Dennis Gäbel’s Good Spirits | 29.10.2022

Donaukurier | Karl Leitner
 

Die „Good Spirits“, die „Guten Geister“ haben nichts mit Hallo­ween zu tun, auch wenn’s zeitlich gerade passen würde, sondern vielmehr mit dem Tenorsaxofonisten Denis Gäbel, der vor einiger Jahren einfach von Köln nach New York ging, um die Jazzwelt zu er­obern, und dermaßen gut ankam, dass er von dort den Schlagzeuger Clarence Penn und den Kontrabassisten Reuben Rogers mitbrachte, die längst mehr sind als lediglich Kollegen, mit ihnen unter dem Bandnamen zwei exzellente CDs einspielte und die „Volume 2“ nun kom­plett im Birdland vorstellte.

Es gibt Phasen in diesem herausragen­den Konzert, die kommen tatsächlich fast einer magischen Geisterstunde nah, wofür auch noch Sebastian Sternal am Klavier maßgeblich verantwortlich ist. Ihn kennt man auch als grandiosen Solis­ten, der vor ziemlich genau zwei Jahren im Birdland eines der Lockdown-Radio-Geisterkonzerte ohne Publikum gab. Nun brilliert er als Teamworker, wobei er und Penn am Schlagzeug sich dermaßen gut verstehen, sich gegenseitig angrinsen und sich lustbetont und aus dem Augen­blick heraus komplette melodische Staf­feten zuwerfen, dass man aus dem Stau­nen gar nicht herauskommt. Wenn einer die Intensität steigert, zieht der andere sofort nach, im Schlepptau den Rest der Band. Sternal hat ein Faible für rasende Sturzbäche, Tonkaskaden, Säbel ist ähn­lich gestrickt Auch der Bandchef liefert sich ein Duell ums andere mit dem Pia­nisten, verbeißt sich in seine eigenen Kompositionen, die allesamt eine atem­beraubende Mischung aus Spontaneität und Arrangements darstellen.

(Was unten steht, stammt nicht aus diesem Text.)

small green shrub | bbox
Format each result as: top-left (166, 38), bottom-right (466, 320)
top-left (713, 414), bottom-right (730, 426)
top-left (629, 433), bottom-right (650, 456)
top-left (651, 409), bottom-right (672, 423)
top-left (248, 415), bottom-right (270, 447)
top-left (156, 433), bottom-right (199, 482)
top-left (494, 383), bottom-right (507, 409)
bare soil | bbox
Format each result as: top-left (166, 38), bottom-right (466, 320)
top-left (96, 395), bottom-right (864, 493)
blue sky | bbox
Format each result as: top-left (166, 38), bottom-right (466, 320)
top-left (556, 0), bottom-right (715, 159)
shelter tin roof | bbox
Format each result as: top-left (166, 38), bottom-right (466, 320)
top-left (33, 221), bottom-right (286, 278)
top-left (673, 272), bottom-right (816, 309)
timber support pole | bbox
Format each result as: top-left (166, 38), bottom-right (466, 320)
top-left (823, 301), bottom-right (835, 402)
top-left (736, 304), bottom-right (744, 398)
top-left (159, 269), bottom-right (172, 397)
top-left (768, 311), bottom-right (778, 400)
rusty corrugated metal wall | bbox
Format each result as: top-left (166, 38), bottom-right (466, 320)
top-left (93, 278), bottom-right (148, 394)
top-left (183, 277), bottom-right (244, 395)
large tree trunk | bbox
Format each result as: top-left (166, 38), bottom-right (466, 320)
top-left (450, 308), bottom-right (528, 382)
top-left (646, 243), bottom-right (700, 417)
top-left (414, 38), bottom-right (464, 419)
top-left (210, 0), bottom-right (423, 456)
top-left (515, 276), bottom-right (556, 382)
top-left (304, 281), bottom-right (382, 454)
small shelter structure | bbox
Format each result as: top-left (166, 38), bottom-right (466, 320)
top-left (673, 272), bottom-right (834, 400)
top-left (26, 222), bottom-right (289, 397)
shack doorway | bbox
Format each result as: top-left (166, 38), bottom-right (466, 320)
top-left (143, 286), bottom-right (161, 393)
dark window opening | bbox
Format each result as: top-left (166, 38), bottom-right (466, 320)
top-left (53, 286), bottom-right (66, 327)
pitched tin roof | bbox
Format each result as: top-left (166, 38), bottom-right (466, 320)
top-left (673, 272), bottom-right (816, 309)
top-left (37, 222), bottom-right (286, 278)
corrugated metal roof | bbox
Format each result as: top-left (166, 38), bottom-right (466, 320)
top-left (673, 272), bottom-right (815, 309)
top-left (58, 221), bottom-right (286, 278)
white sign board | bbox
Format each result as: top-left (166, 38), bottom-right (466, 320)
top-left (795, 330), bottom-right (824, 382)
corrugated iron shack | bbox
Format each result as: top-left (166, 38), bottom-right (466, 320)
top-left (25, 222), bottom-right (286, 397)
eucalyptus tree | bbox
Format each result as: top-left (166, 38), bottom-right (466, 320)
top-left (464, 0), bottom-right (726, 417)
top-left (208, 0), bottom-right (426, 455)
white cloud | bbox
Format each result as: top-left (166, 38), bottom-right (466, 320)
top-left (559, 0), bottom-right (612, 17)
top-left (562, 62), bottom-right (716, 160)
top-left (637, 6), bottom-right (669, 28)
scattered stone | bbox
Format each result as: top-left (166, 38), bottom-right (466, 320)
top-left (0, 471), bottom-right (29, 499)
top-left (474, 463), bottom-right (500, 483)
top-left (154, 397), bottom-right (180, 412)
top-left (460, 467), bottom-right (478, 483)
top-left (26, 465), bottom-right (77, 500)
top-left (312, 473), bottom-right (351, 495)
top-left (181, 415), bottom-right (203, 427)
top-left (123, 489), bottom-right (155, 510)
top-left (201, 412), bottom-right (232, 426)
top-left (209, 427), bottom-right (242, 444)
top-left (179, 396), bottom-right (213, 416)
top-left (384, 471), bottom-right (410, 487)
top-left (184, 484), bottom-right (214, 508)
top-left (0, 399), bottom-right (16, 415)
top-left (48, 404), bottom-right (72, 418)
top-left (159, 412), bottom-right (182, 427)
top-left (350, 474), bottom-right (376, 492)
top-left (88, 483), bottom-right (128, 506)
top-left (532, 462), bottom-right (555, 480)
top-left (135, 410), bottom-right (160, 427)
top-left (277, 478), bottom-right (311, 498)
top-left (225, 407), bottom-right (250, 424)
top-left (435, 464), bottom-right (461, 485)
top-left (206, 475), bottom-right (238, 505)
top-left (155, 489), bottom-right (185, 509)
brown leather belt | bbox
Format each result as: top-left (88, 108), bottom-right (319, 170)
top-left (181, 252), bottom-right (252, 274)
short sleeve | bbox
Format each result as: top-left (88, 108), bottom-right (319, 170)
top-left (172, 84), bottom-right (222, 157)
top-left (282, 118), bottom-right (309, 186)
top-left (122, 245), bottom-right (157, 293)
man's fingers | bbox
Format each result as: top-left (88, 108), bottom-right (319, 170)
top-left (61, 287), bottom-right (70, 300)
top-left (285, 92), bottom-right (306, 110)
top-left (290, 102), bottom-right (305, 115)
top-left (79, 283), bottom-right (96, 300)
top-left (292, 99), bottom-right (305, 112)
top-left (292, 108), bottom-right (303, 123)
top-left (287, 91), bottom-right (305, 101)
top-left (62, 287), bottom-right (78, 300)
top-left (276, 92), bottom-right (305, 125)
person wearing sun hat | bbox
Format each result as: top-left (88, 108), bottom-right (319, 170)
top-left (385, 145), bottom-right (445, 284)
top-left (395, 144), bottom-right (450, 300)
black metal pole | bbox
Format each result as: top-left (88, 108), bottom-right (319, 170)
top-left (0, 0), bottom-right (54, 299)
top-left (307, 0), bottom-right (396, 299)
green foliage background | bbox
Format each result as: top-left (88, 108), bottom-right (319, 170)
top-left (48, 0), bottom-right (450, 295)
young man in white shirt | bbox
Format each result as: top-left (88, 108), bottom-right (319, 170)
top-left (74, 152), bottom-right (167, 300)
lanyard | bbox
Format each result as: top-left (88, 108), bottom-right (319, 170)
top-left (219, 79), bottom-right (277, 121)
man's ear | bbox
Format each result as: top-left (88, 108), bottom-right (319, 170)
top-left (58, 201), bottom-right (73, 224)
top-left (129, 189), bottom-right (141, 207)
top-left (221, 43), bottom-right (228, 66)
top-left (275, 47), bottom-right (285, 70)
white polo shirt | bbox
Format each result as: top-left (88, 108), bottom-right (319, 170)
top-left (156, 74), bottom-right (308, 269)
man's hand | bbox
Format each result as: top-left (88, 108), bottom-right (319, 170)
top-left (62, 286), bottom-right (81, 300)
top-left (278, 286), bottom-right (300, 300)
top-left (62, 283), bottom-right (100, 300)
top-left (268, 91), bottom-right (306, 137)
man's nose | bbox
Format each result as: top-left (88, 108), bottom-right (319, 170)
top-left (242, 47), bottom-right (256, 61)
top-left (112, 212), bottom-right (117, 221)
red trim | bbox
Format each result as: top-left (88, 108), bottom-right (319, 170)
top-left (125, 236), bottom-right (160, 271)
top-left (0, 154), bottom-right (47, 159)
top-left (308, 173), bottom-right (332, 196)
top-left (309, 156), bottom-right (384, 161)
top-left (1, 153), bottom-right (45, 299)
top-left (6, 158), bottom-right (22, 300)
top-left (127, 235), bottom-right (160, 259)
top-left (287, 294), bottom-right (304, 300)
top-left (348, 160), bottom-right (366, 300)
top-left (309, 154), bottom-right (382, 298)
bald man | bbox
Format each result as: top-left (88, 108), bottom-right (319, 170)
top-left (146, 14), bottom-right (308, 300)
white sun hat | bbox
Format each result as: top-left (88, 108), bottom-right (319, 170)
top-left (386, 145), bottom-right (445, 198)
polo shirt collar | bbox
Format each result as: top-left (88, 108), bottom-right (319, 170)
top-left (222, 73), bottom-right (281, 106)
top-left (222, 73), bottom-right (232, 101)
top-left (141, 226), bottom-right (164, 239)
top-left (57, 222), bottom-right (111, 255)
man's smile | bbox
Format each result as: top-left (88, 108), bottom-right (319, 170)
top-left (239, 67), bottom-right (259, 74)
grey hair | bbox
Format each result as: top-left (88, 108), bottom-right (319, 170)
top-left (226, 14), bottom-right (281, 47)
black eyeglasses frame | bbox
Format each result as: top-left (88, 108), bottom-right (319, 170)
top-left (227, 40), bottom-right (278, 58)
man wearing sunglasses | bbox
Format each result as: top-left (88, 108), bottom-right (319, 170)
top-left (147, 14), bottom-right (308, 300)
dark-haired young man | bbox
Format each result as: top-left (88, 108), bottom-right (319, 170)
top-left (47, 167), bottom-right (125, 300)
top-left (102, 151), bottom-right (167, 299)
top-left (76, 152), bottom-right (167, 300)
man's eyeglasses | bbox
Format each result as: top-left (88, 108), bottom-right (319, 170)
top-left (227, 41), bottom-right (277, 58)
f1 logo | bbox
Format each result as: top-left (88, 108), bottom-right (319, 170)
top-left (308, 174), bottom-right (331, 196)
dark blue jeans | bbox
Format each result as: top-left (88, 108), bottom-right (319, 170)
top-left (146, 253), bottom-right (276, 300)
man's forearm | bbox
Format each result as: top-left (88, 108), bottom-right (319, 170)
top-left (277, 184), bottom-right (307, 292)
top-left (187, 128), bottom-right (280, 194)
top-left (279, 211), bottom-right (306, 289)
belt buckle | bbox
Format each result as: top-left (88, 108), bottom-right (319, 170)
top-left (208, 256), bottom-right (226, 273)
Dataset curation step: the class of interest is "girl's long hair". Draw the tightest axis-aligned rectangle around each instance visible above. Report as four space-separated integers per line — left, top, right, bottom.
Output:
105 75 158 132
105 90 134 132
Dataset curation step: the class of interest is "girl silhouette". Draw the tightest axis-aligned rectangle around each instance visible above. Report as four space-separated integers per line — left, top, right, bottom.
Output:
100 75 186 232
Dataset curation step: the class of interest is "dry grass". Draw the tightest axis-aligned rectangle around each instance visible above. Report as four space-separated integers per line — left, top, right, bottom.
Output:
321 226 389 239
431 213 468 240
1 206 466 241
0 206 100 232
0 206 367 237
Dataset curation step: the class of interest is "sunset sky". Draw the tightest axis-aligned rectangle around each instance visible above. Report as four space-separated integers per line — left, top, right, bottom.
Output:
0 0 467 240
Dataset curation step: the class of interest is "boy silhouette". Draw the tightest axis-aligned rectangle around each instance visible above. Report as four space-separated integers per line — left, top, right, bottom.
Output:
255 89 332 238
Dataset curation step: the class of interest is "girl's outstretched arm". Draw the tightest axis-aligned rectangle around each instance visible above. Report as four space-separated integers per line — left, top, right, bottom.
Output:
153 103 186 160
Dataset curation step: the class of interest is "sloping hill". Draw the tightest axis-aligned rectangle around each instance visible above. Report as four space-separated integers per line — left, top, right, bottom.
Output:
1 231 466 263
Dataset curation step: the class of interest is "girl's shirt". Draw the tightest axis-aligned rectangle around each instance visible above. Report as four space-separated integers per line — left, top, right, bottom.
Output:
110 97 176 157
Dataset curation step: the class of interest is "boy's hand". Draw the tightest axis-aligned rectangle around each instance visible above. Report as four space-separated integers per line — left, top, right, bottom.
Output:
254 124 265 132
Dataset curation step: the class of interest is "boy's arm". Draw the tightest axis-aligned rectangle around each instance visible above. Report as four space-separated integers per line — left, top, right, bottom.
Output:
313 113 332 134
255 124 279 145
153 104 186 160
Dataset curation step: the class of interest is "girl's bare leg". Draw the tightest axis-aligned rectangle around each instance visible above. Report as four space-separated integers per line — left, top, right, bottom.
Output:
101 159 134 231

Die Eckdaten sind festgelegt, dann lässt man es ganz einfach laufen. Und wie es läuft, sprudelt, strömt und tost rund her­um um das verkantete Thema von „View“, in der trotz ungeraden Metrums mitreißenden Straight Ahead-Nummer „Confident“, im Power Swing von „Loo­se Ends“. Die Stücke werden von der ganzen Band gemeinsam im Laufe ihrer Aufführung weiterentwickelt, manchmal auch in eine Richtung, die Gäbel als de­ren Urheber gar nicht im Auge hatte. „Diese drei sind einfach so starke und gleichzeitig aufmerksame Musiker, dass ich gar nichts sagen muss“, erzählt er.

Die Balladen schließlich sind es, die das Adjektiv „magisch“ rechtfertigen. „Mood“ vor und „Good Friend“ nach der Pause sind die Highlights eines Abends, der im Grunde nur aus Highlights be­steht. Ganz wichtig ist hier Reuben Ro­gers, der sie mit Hilfe seines singenden Instruments auf ein geradezu perfekt ausgelotetes Fundament stellt. Dieses Schwergewicht am Kontrabass, das bei Charles Lloyd und Joshua Redman spiel­te, weiß wahrlich, was es tut. Genau so müssen diese Stücke klingen. Zärtlich, intim, aber auch geerdet und unumstöß­lich. Dass das Publikum andächtig lauscht und man trotz des ausverkauften Saals nicht einmal ein Hüsteln hört, spricht Bände.

Nach knapp zwei Stunden verabschie­den sich die Musiker, langsam leert sich der Saal. Es ist die Nacht, in der man wegen der Zeitumstellung eine Stunde geschenkt bekommt. Und als Bonbon heuer die Good Spirits obendrauf. „Die ich rief, die Geister, werd‘ ich nun nicht los.“ heißt es im Zauberlehrling. In die­sem Fall wollten wir sie auch gar nicht loswerden.